Bütün bunlar, yayılmacı emellerin ürünü olduğu gibi iç politika ihtiyaçları ve hedefleri gereği yapılan yalana dayalı propagandalardır. Zira Türkiye hemen tüm alanlarda ABD emperyalizmine göbekten bağımlıdır ve NATO hizmetinde savaşa girmek konusunda gözünü kırpmayacak kadar sadık bir NATO üyesidir. Türkiye’nin dört bir yanı NATO ve ABD askeri üs ve tesisleriyle doludur ve bunlar Ortadoğu başta olmak üzere halklara karşı kullanılabilecek bir savaş ve saldırı üssüdür. Türkiye aynı zamanda yıllardan beridir kapısında bekletilen AB’nin aday ülkesi olarak AB emperyalistleri ile de bağımlılık ilişkisi içindedir. Bu, Türkiye’de sıradan emekçinin bilincine kazınmış en sıradan gerçeklerden biridir.

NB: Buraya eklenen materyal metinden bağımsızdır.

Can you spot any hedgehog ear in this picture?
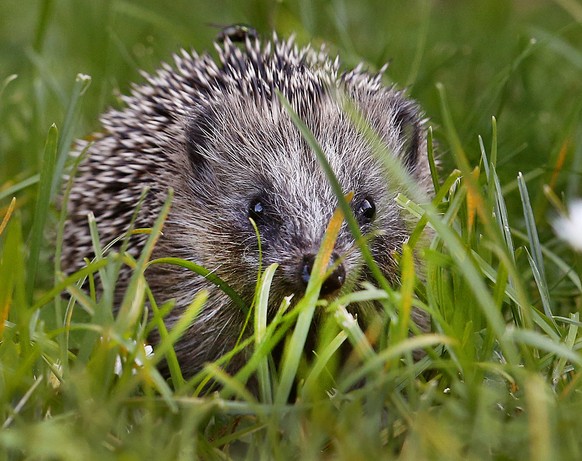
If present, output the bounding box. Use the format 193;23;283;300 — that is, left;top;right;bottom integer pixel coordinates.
186;110;216;173
393;104;422;171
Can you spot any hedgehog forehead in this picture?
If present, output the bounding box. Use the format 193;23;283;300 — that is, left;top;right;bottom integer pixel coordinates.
207;37;339;107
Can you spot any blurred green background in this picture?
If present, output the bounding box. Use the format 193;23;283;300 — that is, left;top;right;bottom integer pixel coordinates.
0;0;582;219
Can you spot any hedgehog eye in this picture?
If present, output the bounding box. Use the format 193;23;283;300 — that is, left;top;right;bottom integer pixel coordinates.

Fakat söz konusu bu gerçek, Türk devletinin kendi özel çıkarları, ihtiyaçları ve hesapları doğrultusunda emperyalistlerden bağımsız olarak politik tercihlerde bulunmayacağı, buna uygun adımlar atmayacağı anlamına gelmemektedir. Bu kendisini dış politika üzerinde zaten göstermektedir de. Bölgede yayılmacı amaçlara sahip olan ve bunun ürünü girişimlerde bulunan Türk burjuvazisi ve onun adına ülkeyi yöneten AKP-MHP iktidarı, gerici çıkarları gereği emperyalizmin tercihleriyle uyuşmayan görüş ayrılıklarına düşebilmektedir. Emperyalist efendileriyle zaman zaman belli çelişkiler ve bunun ifadesi olan gerilimler yaşayabilmektedir. Erdoğan, “Farklı çıkarları olan ülkelerin her konuda aynı düşünmesi, aynı şekilde hareket etmesi uluslararası ilişkilerin tabiatına aykırıdır” derken elbette bir gerçeğe işaret etmiş oluyor. Kıbrıs, Ege ve Kürt sorunu, bunun örneklerinin başlıcaları arasındadır.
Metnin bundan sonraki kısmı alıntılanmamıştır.